For the rest of the day we scavenged for any nails we could find hiding in the wood, and desperately tried to pull every last one so we could save them for later. And we did it all under the beating sun; there was no shade to spare us from the heat. The reward of saving something as small as a nail – and questioning the way I live because of this – was the first highlight of my day.

My second highlight came from the six-year-old girl living in the house next to Juana’s. From the moment we arrived in the morning, her eyes were glued to us with intrigue. Naturally though, when I asked her what her name was, all I got was a little grin and a giggle. Then of course, she ran away.

It took me a whole afternoon of trying to speak Spanish and waving shamelessly at her before she finally asked Juana’s daughter to introduce us. And that’s how I became friends with little Alonda.

Despite the fact that I could rarely understand her, she gave me a whole new perspective of community and gratitude, simply through her actions. She doesn’t have the luxury of gadgets or expensive toys to entertain her like we did when we were kids. But she was always smiling and happy to be playing with bottle caps, or climbing through the pile of cement blocks for fun. This girl was happy with whatever she was lucky enough to have.

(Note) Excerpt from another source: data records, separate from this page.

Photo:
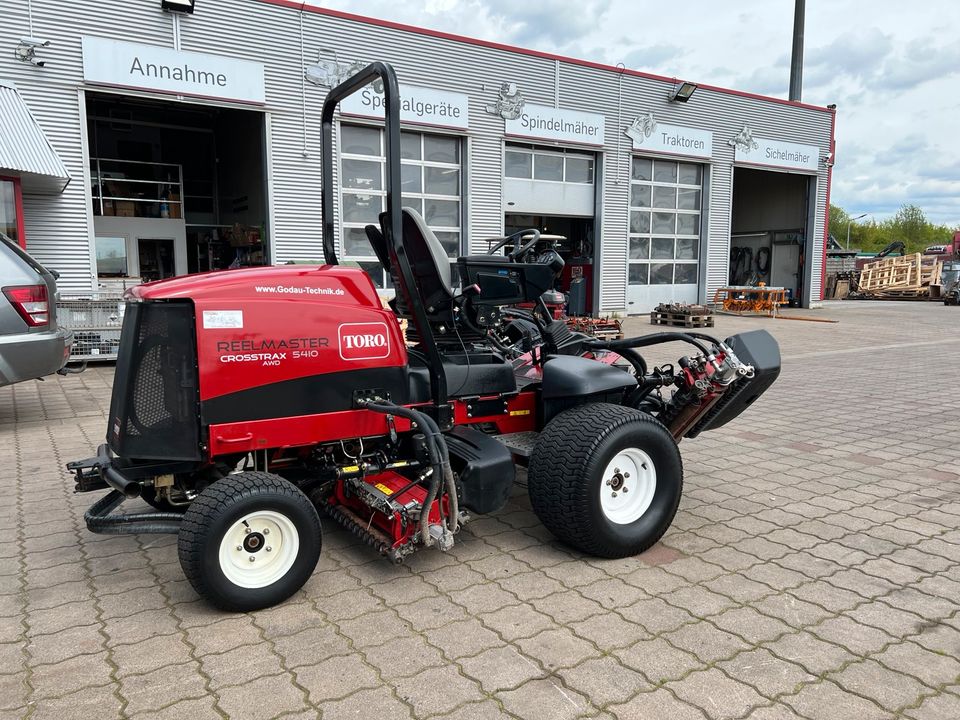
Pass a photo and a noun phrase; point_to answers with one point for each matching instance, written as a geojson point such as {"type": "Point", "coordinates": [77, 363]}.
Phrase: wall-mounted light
{"type": "Point", "coordinates": [26, 51]}
{"type": "Point", "coordinates": [683, 93]}
{"type": "Point", "coordinates": [178, 5]}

That’s why when she came running up to me with a huge smile on her face and offered me half of her orange, I realized how special the people here are. This girl has so little, while I’m lucky enough to have so much. Yet there she was offering me half of whatever she had to eat.

If we could all emulate that sense of community and be grateful for all that we have, the world might be a happier place for us. The people of La Estación – despite lacking basic human rights such as housing and clean water – already have that one figured out.